Terra di confine è un’espressione suggestiva, che uso per rendere l’idea di cosa significhi vivere oggi a Casoria.
Il confine è più di un luogo geografico; è uno stato mentale, un universo parallelo in cui, spesso, leggi e regole non valgono o sono valide solo in parte e con un’applicazione distorta.
Forse perché le insidie sono tante, e forse anche per la necessità di adeguarsi velocemente ad una situazione mutevole che porta con sé meravigliose opportunità ma anche infinite insidie.
Nel Medioevo c’erano le Marche: feudi di confine che gestivano i commerci e la difesa del territorio in modo autonomo ma che, in fondo, erano sempre legate al potere centrale.
Al Re o all’Imperatore erano sempre dovuti il balzello, la tassa, il servizio militare poiché, come ricordava il grande studioso Luigi Blanch, il feudalesimo era una sorta di “prestito” da parte del Re ai suoi vassalli.
A Casoria, nel corso dell’ultimo trentennio, è avvenuta pressappoco la stessa cosa.

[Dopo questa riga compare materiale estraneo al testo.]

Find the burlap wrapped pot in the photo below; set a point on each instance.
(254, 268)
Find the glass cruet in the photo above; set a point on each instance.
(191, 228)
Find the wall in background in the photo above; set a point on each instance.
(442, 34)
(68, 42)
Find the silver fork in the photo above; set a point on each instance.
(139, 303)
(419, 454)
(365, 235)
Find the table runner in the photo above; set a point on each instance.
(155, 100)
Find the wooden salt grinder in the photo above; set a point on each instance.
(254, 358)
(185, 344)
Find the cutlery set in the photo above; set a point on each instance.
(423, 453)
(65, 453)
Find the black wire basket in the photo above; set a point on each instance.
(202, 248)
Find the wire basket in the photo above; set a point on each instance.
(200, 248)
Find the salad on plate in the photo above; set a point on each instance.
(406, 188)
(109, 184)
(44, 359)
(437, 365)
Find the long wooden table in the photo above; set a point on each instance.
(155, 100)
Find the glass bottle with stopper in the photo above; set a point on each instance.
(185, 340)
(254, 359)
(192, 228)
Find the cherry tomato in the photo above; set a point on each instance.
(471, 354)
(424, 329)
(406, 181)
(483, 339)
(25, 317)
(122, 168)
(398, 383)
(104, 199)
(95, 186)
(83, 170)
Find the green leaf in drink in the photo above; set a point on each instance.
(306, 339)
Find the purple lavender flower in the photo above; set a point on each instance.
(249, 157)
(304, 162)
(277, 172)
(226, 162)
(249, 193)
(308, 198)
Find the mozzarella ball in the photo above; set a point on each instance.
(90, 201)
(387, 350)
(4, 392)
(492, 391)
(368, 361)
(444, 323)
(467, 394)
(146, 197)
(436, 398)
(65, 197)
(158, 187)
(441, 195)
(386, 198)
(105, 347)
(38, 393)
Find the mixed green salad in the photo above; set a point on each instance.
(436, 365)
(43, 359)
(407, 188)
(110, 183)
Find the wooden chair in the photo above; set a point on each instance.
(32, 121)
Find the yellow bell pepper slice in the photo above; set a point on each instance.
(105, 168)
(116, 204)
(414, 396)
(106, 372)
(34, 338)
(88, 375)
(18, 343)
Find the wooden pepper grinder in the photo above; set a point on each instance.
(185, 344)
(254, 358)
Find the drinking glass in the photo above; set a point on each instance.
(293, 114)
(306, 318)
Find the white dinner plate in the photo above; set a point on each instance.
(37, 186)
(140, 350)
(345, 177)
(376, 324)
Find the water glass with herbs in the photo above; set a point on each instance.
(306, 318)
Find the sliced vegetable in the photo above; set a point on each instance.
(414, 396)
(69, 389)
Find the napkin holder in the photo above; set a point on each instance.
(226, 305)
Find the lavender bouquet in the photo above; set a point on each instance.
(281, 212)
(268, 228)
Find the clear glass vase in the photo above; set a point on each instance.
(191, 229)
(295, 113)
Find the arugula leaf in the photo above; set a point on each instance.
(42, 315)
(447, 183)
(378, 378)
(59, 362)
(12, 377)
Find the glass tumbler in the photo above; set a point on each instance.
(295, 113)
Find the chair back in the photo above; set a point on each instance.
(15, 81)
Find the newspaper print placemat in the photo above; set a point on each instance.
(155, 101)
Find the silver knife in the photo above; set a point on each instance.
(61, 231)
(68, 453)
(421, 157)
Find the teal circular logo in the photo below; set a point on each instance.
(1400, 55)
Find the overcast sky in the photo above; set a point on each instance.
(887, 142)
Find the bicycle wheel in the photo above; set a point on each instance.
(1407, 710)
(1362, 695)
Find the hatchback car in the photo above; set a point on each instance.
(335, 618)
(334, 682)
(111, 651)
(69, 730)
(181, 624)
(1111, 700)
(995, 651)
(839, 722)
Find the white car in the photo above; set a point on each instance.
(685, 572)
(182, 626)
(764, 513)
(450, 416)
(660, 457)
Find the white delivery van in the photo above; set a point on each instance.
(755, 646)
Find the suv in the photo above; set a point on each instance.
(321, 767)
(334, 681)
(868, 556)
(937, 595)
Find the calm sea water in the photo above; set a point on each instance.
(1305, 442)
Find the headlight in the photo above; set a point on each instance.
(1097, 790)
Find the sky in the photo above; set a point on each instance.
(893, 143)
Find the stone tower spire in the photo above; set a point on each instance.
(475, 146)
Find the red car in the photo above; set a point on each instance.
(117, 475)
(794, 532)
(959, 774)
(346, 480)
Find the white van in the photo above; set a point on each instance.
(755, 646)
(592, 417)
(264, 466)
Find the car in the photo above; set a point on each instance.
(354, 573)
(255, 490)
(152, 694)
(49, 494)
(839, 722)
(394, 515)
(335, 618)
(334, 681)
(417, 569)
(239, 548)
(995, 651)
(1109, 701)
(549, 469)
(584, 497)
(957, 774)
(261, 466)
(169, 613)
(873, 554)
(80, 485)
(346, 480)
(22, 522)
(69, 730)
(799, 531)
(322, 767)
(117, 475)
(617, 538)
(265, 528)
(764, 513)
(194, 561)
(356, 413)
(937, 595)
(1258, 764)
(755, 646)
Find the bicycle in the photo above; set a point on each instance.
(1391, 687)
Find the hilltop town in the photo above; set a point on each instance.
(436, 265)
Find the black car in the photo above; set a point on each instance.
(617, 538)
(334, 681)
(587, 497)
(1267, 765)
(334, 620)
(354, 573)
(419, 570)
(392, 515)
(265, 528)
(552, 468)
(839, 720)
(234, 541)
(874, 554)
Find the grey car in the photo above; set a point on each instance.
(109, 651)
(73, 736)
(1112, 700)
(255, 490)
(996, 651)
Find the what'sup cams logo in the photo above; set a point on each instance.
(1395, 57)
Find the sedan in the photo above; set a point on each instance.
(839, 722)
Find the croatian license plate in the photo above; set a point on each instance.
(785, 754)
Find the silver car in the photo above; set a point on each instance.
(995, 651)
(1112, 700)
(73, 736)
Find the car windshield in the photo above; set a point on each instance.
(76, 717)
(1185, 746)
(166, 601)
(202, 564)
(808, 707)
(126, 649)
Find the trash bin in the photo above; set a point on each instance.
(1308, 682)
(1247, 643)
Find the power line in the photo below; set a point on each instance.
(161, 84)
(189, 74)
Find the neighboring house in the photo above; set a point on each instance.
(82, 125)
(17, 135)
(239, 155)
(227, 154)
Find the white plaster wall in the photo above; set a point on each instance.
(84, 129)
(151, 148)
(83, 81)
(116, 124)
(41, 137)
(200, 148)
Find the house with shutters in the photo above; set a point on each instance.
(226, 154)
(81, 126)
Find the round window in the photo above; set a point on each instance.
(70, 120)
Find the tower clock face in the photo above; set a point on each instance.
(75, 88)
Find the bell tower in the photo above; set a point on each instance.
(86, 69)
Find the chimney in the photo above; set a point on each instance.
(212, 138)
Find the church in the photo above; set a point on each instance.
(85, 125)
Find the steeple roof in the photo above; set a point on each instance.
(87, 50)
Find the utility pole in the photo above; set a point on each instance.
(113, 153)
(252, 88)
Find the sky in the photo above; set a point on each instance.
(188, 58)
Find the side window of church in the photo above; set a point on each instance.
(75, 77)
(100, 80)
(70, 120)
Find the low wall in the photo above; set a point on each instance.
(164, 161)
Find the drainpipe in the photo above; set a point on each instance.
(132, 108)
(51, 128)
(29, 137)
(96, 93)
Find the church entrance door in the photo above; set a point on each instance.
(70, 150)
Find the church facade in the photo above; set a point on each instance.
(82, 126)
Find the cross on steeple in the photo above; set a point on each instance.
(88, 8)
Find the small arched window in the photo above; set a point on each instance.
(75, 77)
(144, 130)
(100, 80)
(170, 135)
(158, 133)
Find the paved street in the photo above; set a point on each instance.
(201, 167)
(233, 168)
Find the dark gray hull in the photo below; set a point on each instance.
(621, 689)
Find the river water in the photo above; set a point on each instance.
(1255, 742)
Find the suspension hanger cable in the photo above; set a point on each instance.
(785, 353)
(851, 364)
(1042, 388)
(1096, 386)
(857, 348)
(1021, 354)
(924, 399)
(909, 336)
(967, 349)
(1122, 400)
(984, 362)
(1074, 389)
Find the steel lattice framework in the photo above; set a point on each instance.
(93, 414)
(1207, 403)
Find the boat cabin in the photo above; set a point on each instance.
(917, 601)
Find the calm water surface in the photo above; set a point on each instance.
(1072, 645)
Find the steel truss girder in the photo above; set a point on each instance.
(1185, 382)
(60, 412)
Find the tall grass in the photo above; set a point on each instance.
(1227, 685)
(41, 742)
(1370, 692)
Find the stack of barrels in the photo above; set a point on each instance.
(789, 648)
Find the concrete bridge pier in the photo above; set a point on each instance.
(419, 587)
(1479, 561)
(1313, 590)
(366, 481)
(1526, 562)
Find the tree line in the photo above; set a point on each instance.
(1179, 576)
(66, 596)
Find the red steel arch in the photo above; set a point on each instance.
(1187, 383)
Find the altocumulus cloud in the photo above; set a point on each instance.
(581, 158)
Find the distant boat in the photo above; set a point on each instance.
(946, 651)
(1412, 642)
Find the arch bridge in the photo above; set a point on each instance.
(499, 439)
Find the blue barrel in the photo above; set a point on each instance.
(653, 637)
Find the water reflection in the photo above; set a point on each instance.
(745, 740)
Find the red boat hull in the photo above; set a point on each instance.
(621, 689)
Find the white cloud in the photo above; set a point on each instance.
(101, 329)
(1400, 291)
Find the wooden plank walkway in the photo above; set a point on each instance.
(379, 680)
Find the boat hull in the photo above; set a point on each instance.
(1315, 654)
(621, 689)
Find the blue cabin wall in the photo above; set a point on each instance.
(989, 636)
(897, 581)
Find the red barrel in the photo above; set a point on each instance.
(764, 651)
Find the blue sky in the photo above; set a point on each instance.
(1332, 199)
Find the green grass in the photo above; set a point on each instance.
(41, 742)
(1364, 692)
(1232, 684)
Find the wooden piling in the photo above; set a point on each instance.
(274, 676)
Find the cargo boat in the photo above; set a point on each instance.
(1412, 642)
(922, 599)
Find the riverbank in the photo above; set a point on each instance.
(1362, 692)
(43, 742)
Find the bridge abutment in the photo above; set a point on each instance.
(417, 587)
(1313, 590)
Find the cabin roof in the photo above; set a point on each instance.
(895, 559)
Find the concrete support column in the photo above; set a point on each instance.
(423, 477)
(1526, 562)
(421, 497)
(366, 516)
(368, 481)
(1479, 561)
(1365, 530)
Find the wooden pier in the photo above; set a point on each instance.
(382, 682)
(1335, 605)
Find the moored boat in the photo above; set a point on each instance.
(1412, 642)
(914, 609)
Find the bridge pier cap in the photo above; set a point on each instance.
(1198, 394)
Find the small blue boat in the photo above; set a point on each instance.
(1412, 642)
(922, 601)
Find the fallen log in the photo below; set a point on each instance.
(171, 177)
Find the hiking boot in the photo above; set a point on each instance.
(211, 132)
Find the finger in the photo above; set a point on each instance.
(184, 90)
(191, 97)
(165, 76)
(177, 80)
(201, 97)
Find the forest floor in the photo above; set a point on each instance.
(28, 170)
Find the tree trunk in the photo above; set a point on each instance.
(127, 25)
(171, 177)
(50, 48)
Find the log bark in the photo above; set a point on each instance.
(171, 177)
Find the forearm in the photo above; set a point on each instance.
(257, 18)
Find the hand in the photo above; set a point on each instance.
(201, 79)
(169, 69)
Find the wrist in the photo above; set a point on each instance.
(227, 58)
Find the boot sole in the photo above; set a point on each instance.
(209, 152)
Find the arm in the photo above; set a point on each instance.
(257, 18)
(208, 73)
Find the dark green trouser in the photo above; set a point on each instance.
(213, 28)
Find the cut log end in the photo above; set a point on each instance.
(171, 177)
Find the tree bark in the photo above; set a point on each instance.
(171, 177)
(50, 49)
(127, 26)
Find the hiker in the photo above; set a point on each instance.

Provo ad offrire una riflessione in occasione, come detto all’inizio, della commemorazione della morte di Stefano Basile, l’operaio di Casoria Ambiente morto due anni fa a causa di un incidente sul lavoro, e a poche ore da un altro incidente in cui una donna anziana è stata investita presso un distributore di benzina, ed ha perso la vita in circostanze simili a quelle che avevano causato la morte della figlia.
Non sono argomenti lontani come potrebbe sembrare: gli incidenti mortali, la mancanza di sicurezza, le continue aggressioni e rapine o furti segnalati e denunciati dai cittadini, così come l’evidente stato di abbandono e di incuria in cui versano strade e gli edifici pubblici ci rimandano dritti alla sensazione di una terra di confine, appunto, dove si vive in modo diverso.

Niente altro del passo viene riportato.